You can provide explicit object names even if the referenced object belongs to the same database and schema.

Using the DataOps vault

SOLE retrieves the Snowflake credentials stored in the DataOps Vault. Without these credentials, the SOLE orchestrator cannot access Snowflake to perform the required actions.
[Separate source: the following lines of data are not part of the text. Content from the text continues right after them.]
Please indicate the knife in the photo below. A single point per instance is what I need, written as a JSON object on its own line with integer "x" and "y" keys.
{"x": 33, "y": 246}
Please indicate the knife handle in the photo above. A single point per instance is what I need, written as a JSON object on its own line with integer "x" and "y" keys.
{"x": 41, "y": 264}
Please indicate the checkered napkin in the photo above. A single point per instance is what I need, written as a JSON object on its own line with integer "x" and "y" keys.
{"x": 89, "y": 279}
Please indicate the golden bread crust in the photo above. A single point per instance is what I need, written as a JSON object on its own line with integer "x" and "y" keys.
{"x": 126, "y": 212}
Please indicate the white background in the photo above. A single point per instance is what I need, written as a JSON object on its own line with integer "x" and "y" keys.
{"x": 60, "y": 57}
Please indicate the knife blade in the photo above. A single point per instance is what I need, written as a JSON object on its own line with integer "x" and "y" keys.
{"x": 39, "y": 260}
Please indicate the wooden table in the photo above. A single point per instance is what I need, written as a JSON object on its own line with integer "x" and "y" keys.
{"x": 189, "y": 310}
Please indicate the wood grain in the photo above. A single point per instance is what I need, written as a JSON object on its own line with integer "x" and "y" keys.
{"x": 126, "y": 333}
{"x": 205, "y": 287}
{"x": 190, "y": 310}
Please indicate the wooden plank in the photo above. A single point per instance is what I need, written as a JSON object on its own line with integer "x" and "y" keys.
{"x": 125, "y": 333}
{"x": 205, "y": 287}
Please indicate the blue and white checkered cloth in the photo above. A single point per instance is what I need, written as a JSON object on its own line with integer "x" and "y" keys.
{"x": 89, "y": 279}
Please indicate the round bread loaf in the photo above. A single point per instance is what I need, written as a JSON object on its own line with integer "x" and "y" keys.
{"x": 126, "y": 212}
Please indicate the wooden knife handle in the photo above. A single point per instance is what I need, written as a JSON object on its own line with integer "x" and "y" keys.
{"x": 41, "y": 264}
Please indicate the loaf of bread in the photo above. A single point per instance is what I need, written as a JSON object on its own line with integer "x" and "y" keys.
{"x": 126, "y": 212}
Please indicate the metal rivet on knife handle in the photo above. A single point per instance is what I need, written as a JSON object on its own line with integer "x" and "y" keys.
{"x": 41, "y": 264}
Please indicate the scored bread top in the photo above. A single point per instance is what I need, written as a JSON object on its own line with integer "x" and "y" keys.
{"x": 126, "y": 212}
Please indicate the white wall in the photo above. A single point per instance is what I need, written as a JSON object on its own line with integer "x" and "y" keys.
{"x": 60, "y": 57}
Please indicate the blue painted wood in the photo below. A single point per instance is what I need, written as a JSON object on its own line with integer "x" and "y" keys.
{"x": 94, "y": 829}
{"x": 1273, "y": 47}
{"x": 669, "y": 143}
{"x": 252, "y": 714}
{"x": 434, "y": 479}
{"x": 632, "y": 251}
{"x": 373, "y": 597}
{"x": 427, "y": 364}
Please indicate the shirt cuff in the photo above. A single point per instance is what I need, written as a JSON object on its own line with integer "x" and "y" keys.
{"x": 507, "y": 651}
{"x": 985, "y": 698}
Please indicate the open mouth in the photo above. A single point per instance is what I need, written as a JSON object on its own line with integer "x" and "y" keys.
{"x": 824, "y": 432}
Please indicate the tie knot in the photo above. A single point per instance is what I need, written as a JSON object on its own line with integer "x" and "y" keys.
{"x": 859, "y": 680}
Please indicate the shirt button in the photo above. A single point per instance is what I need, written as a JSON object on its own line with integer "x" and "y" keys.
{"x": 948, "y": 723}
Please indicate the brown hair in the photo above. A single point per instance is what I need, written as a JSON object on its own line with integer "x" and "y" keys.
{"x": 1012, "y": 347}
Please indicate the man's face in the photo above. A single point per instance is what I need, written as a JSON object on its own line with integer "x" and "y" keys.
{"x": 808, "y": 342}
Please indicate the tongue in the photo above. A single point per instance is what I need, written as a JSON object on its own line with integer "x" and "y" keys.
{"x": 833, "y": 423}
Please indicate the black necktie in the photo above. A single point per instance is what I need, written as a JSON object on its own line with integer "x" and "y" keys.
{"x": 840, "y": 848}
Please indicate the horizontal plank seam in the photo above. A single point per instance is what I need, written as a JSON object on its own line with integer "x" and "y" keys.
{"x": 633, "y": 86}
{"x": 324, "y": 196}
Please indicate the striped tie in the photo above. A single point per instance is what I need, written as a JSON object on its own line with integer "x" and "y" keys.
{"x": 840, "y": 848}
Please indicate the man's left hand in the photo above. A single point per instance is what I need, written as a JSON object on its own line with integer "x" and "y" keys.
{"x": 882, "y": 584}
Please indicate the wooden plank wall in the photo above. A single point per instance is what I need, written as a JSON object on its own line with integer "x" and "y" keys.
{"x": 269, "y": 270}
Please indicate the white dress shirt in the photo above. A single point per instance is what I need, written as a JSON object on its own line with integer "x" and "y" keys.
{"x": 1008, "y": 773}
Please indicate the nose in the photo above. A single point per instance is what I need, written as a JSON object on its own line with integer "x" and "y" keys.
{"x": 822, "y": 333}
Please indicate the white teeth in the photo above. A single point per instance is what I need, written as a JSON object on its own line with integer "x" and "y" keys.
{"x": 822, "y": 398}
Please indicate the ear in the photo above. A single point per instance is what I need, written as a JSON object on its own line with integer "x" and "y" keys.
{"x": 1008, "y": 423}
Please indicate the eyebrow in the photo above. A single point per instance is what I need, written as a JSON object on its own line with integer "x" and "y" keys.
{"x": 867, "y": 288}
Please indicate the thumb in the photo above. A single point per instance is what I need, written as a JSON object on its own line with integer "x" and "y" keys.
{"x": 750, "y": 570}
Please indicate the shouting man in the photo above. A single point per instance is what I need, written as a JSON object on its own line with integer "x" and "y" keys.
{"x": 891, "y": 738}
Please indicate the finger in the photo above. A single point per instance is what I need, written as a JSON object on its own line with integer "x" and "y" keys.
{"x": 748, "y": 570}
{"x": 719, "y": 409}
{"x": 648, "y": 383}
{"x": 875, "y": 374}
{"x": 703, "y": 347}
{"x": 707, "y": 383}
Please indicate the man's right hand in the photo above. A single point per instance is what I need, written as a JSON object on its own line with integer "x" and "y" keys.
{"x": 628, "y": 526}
By default, the credentials are stored in the following format (map) within the vault:

SNOWFLAKE:
SOLE:
ACCOUNT: <account> # Value set in variable DATAOPS_SOLE_ACCOUNT
USERNAME: <username> # Value set in variable DATAOPS_SOLE_USERNAME
PASSWORD: <password> # Value set in variable DATAOPS_SOLE_PASSWORD
ROLE: <role> # Value set in variable DATAOPS_SOLE_ROLE

These values in these credentials can be overridden if they are present in a different vault path or the DataOps pipeline's default location. In other words, if the DATAOPS_VAULT() function is not used, these credentials are always stored in the default location.

For example:

The value of ACCOUNT is stored in the vault key SNOWFLAKE.PRODUCTION.ACCOUNT, and ROLE is stored in SNOWFLAKE.INGESTION.ROLE. In this scenario, the variable DATAOPS_SOLE_ACCOUNT can be set to DATAOPS_VAULT(SNOWFLAKE.PRODUCTION.ACCOUNT) and DATAOPS_SOLE_ROLE to DATAOPS_VAULT(SNOWFLAKE.INGESTION.ROLE) in the variables section of the job file or the variables.yml file. When the pipeline runs, the Secrets Manager Orchestrator extracts the Snowflake credentials and writes them to the job file or the config.yml file.

pipelines/includes/config/variables.yml
variables:
DATAOPS_SOLE_ACCOUNT: DATAOPS_VAULT(SNOWFLAKE.PRODUCTION.ACCOUNT)
DATAOPS_SOLE_ROLE: DATAOPS_VAULT(SNOWFLAKE.INGESTION.ROLE)
note

To learn how to configure key-pair authentication in with vault, refer to the key-pair vault configuration documentation.